Revenue of $2.8B beat analyst estimates of $2.7B and was almost 3x last year’s level.
Adjusted property EBITDA of $1.12B was above last quarter’s $973MM and crushed last year’s $191MM. This was remarkable given the September shutdown due to a typhoon. It was also 94% of the 3Q 2019 result.
Operating income of $688MM was well above last year’s $177MM.
DKI has been talking about how $LVS’ focus on the high-margin premium mass market would pay off especially given the reluctance of the big VIP players to return to the tables. We saw that happen as property-level EBITDA margins of 40.1% were the second highest I have in my 8-year quarterly model.
Macau
Macau adjusted property EBITDA was $631MM vs negative $152MM last year. It was also 84% of the 3Q ’19 result.
The Venetian Macau, the Londoner Macau, the Parisian Macau, and the Four Seasons Macau all posted the highest revenue per available room levels in my 8-year quarterly model.
Singapore
The Marina Bay Sands recorded adjusted property level EBITDA of $491MM. Last quarter, I told you MBS results were back to pre-pandemic levels. This 3Q result was the second-best quarter in the last 8 years.
The facility was 96% booked and recorded revenue per available room of $656. This is by far the highest quarterly result recorded there. Second and third place were the last two quarters which tells us that Singapore has stabilized above pre-pandemic levels.
Capital Availability
Sands has always been a shareholder-friendly company. Last quarter, they re-initiated the dividend at $.20/quarter and that will continue. The company also increased its stock buyback authorization to $2B through 11/25.
The company has $5.6B in cash and credibly claims to have enough funding available to pay for all current capital expenditures for maintenance and growth, for the dividend, and for the stock buyback.
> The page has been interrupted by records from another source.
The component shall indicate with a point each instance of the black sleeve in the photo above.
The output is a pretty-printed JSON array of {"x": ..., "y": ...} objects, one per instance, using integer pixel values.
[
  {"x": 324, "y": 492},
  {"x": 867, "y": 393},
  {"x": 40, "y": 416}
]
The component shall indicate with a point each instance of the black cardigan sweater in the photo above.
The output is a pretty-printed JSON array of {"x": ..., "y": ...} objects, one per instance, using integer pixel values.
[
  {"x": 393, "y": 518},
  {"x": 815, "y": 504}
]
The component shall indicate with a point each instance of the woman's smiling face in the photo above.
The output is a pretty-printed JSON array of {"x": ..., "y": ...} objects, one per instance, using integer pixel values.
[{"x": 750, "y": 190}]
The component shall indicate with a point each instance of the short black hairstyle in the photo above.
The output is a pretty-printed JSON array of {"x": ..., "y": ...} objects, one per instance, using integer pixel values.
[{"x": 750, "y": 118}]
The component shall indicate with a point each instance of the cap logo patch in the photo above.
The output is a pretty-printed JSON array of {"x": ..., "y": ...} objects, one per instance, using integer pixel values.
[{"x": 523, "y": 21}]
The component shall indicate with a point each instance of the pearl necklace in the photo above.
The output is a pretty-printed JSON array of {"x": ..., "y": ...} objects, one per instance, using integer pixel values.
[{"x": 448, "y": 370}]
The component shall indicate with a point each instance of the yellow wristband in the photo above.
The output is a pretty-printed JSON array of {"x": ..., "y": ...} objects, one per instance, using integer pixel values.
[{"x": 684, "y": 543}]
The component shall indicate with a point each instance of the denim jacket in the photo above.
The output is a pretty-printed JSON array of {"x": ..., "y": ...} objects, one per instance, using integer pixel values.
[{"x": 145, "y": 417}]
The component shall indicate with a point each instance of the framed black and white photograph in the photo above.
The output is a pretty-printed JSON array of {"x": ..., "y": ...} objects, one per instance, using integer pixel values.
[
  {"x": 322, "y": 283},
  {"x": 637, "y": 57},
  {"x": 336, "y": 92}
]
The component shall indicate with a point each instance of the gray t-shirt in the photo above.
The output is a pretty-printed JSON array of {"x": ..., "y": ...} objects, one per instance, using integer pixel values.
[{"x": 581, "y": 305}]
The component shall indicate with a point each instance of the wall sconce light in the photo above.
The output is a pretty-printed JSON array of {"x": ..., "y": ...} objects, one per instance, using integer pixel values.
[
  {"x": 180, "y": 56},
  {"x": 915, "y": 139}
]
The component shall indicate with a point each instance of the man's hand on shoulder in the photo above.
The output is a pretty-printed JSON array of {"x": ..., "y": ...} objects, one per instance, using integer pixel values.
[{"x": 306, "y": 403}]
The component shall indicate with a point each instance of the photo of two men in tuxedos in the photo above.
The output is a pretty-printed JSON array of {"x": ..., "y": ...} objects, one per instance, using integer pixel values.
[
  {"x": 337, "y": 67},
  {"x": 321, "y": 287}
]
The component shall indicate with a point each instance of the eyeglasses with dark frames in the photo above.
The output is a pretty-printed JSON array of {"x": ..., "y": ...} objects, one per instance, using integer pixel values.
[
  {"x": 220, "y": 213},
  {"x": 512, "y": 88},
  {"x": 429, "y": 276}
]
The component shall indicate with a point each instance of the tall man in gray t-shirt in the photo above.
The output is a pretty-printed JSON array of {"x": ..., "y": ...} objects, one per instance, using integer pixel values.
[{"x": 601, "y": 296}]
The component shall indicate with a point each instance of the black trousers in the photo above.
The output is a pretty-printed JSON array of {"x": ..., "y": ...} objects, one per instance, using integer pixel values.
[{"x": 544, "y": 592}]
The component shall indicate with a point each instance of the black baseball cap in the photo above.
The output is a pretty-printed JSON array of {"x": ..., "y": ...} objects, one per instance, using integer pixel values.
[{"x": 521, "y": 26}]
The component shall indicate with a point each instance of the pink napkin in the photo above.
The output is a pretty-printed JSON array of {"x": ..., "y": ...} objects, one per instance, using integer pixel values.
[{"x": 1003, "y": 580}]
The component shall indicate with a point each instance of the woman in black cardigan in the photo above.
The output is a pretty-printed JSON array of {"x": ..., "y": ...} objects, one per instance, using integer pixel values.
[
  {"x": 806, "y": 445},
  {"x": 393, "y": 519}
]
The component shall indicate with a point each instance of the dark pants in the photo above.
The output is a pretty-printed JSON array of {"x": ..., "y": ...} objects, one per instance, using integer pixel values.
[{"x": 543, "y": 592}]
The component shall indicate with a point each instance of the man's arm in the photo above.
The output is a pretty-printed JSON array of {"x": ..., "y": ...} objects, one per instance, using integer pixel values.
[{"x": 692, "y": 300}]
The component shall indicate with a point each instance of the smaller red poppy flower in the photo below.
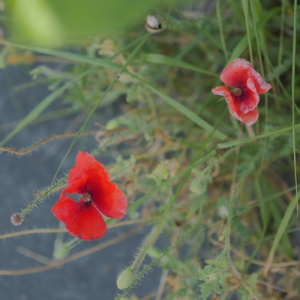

They also point out that with Macau and Singapore both solidly cash flow positive, they have even more flexibility.
Despite the increased cost of borrowing, because the company received more interest income on its cash deposits, net interest expense actually declined.
Conclusion
This was a fantastic quarter, and everything we’ve read about early October which included an extra-long Golden Week holiday was positive as well. Sands’ enthusiastic return to strong results and increased capital return to shareholders will be positively received by the market. The stock traded up in the aftermarket. We expect the stock and options DKI recommended will be up nicely tomorrow.
Today’s report continues to confirm our positive thesis on the stock.